In a 3-2 majority decision, the Supreme Court of India ruled to ban the practice, calling it "un-Islamic, arbitrary and unconstitutional," the BBC reported.

India Supreme Court
Indian Supreme Court advocate Farha Faiz (C) speaks to the media outside the Supreme Court in New Delhi after it ruled to ban triple talaq divorce on August 22. MONEY SHARMA/AFP/Getty

The court suspended the practice for six months to give time for new legislation to be devised. India does not currently have a unified marriage and divorce legal code.

The opposing judges said that the court should not interfere with personal matters such as marriage and divorce.

Triple talaq divorce is not mentioned in the Quran or Sharia law and is widely disapproved of by Islamic legal scholars. Many Islamic countries, including Pakistan and Bangladesh, have banned it, although it remains technically legal in Sunni Islamic jurisprudence.

In Islamic law, talaq is based upon the principle that a husband has the right to repudiate or dismiss his wife with good grounds. While the process is not encouraged in Islam, there are ways of divorce that are considered to be better or worse.

The ideal form of dissolving a marriage is known as talaq al-sunnah: the sunnah being the traditions of the Prophet Muhammad, which form a key part of Islamic law.

In talaq al-sunnah, a husband verbally can repudiate his wife on three separate occasions, which are interspersed by three menstrual cycles of his wife. The process therefore takes around three months, and during this period, the pronouncement of divorce is revocable. The waiting period is meant to give couples the opportunity to reconcile or the husband to retract rash statements.

The husband can also make a single pronouncement of divorce that is followed by a three-month waiting period. The couple must abstain from sex during the waiting period, or the marriage is automatically resumed.

In contrast, talaq al-bid'ahbid'ah means "innovation" in Arabic—is an instantaneous and irrevocable termination of the marriage contract.

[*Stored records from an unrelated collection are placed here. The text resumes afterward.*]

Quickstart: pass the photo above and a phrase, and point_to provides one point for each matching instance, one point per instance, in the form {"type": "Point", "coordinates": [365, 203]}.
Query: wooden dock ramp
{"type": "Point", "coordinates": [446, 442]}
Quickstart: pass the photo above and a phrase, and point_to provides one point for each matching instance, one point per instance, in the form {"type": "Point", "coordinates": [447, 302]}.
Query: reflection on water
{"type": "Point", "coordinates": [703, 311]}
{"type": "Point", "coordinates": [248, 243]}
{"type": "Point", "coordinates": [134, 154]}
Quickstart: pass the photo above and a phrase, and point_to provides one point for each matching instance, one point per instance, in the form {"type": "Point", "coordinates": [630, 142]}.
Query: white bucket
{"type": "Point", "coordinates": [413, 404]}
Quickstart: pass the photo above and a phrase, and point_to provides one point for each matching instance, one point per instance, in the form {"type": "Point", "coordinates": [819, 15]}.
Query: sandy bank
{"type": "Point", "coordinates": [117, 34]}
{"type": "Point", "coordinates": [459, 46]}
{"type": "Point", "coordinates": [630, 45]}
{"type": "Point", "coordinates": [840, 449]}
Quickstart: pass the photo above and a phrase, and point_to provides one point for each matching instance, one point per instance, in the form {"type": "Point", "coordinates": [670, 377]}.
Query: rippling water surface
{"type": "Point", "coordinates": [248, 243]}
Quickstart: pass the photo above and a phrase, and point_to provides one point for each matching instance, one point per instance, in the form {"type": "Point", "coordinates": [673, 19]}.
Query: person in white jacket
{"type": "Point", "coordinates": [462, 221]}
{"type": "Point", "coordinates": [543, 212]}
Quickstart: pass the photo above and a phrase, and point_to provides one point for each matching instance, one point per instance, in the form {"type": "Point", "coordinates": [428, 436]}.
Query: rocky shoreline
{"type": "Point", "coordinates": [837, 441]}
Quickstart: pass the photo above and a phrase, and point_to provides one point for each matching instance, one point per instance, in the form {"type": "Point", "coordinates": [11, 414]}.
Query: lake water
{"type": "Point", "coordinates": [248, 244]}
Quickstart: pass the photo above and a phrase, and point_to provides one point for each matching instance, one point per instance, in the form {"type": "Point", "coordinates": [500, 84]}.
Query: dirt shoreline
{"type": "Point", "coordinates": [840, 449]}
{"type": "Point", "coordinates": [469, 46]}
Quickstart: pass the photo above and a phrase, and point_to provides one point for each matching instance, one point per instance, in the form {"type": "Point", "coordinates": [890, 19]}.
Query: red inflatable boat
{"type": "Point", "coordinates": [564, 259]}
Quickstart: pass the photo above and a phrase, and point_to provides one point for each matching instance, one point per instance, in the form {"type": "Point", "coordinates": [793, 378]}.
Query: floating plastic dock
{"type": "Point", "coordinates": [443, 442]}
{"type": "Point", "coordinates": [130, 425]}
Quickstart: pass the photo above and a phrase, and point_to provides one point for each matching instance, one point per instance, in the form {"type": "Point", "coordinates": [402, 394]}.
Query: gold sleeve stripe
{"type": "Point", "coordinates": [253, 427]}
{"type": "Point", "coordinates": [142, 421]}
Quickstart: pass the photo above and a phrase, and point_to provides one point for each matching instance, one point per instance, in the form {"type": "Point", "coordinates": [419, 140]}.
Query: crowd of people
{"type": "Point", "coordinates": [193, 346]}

This can take the form of the so-called triple talaq, where a husband says three times that he wishes to divorce his wife and the marriage is considered terminated. This repudiation is increasingly carried out via text message or social media, including WhatsApp.

According to some Islamic scholars, triple talaq results in what is classed as a major divorce in Islam. If the husband has second thoughts, he cannot remarry his former wife until she goes through a process known as a nikah halala: this involves her remarrying another man, consummating the second marriage, getting divorced, observing another waiting period, and then remarrying her original husband.

Women's rights groups in India have slammed the practice, saying it deprives wives of their rights and can leave them as social outcasts. The Supreme Court cases were filed by five Muslim women who had suffered a triple talaq divorce and two rights groups.

"Muslim women in India have suffered for the last 70 years. It's a historic day for us, but it doesn't end here. I cannot tell you how much Indian women have supported us, despite their religions," said Zakia Soman, an activist from Bharatiya Muslim Mahila Andolan, one of the groups involved in the case, according to the BBC.

But while the practice was highly controversial, it does not appear to have been widely used. A 2017 survey of more than 20,000 people in India—which included just 3,811 women—found that the triple talaq form of divorce was used in only 0.3 percent of cases, the Times of India reported.

India's Prime Minister Narendra Modi spoke out against the triple talaq on several occasions and expressed his support for the "historic" Supreme Court ruling on Tuesday.

Judgment of the Hon'ble SC on Triple Talaq is historic. It grants equality to Muslim women and is a powerful measure for women empowerment.

— Narendra Modi (@narendramodi) August 22, 2017

Some Indians on social media have celebrated the verdict, while others said they were concerned that two of the judges sought to defend the practice.

More frightening is that two Supreme court judges, the country's most wise & experienced, deem #TripleTalaq perfectly valid.

— Gabbbar (@GabbbarSingh) August 22, 2017

Islam is the second-biggest religion in India, with Muslims making up around 14 percent of the 1.3 billion population.